In a comment letter yesterday to House Speaker John Boehner (R-OH) and Minority Leader Nancy Pelosi (D-CA), NASAA renewed its strong opposition to provisions in the Entrepreneur Access to Capital Act (H.R. 2930) that would preempt state authority over crowdfunded securities. Although acknowledging that the concept of crowdfunding may be appealing as a way to provide small, innovative enterprises with access to capital that might not otherwise be available, NASAA observed that H.R. 2930 would only allow states to address investor losses after they occur. In NASAA's view, this will cause the public to lose confidence in this business funding method, thereby hurting efforts to make crowdfunding a viable means for raising capital. As currently written, therefore, NASAA regards the legislation as being well-intended, but structurally flawed.
NASAA observed that Section 4 of H.R. 2930 would preempt state laws requiring disclosures or reviewing exempted investment offerings before they are sold to the public. NASAA believes, however, that the authority to require such filings is critical to the ability of states to get "under the hood" of an offering to make sure that it is what it says it is. Moreover, as a matter of principle and policy, NASAA believes that states are the most appropriate regulators for offerings of this size. NASAA reminded the lawmakers that state regulators are closer, more accessible, and more in touch with the local and regional economic issues that affect both the issuer and the investor in a small business offering.
Although expressing appreciation for the efforts of Rep. Ed Perlmutter (D-CO) to produce a bipartisan amendment that would alleviate the states’ concerns with H.R. 2930's preemptive provisions, NASAA believes that the Perlmutter-McHenry amendment still falls far short of this goal. By simply clarifying that states "retain jurisdiction . . . to investigate and bring enforcement actions with respect to fraud or deceit," the amendment essentially restates the preemptive provisions as they existed in the original bill. The Perlmutter-McHenry amendment fails, therefore, to address the states' fundamental concern that H.R. 2930 will preempt of state authority to review crowdfunded securities prior to their offering.

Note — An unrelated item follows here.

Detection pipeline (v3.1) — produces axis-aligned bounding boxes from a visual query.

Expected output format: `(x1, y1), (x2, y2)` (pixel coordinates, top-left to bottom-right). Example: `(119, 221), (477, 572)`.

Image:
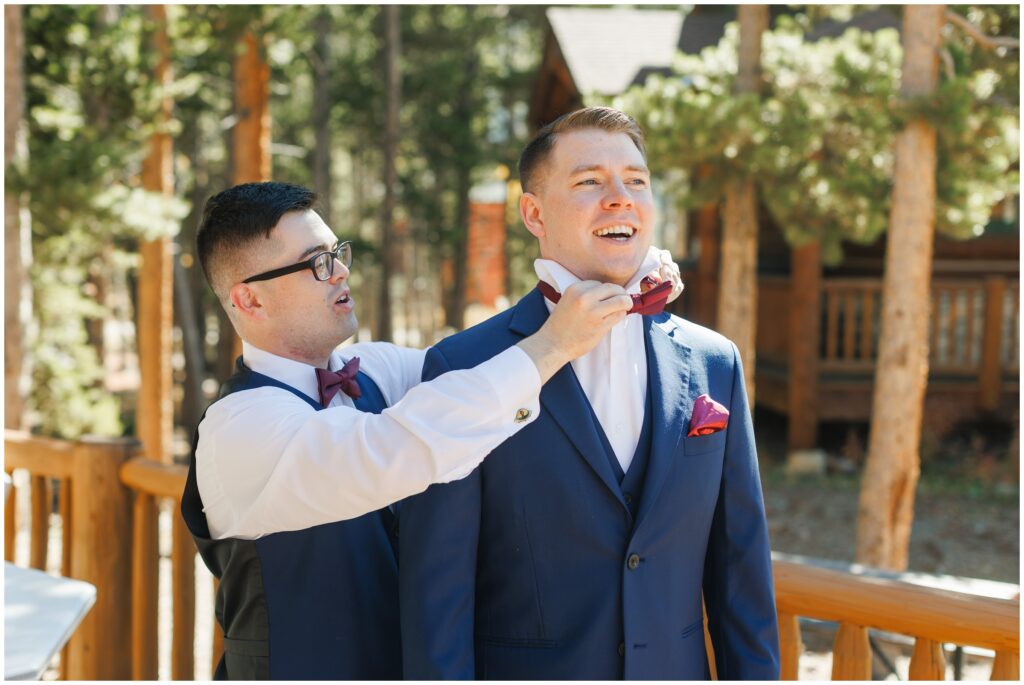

NASAA also opposed provisions of H.R. 2930 that allow for individual and aggregate investment caps which, the organization believes, go far beyond anything contemplated by the states or traditional advocates of crowdfunding. By setting an individual investment cap of 10 percent of annual income, or $10,000, NASAA believes that H.R. 2930 will create an exemption that will expose many more American families to potentially catastrophic financial harm. Moreover, H.R. 2930 would permit businesses to solicit investments of up to $2 million, in increments of $10,000 per investment. Such a high cap on aggregate investment makes the bill inconsistent with the expressed rationale for the crowdfunding exception, NASAA believes. In the opinion of state regulators, a company that is sufficiently large to warrant the raising of $2 million in investment capital is also a company that can afford to comply with the applicable registration and filing requirements.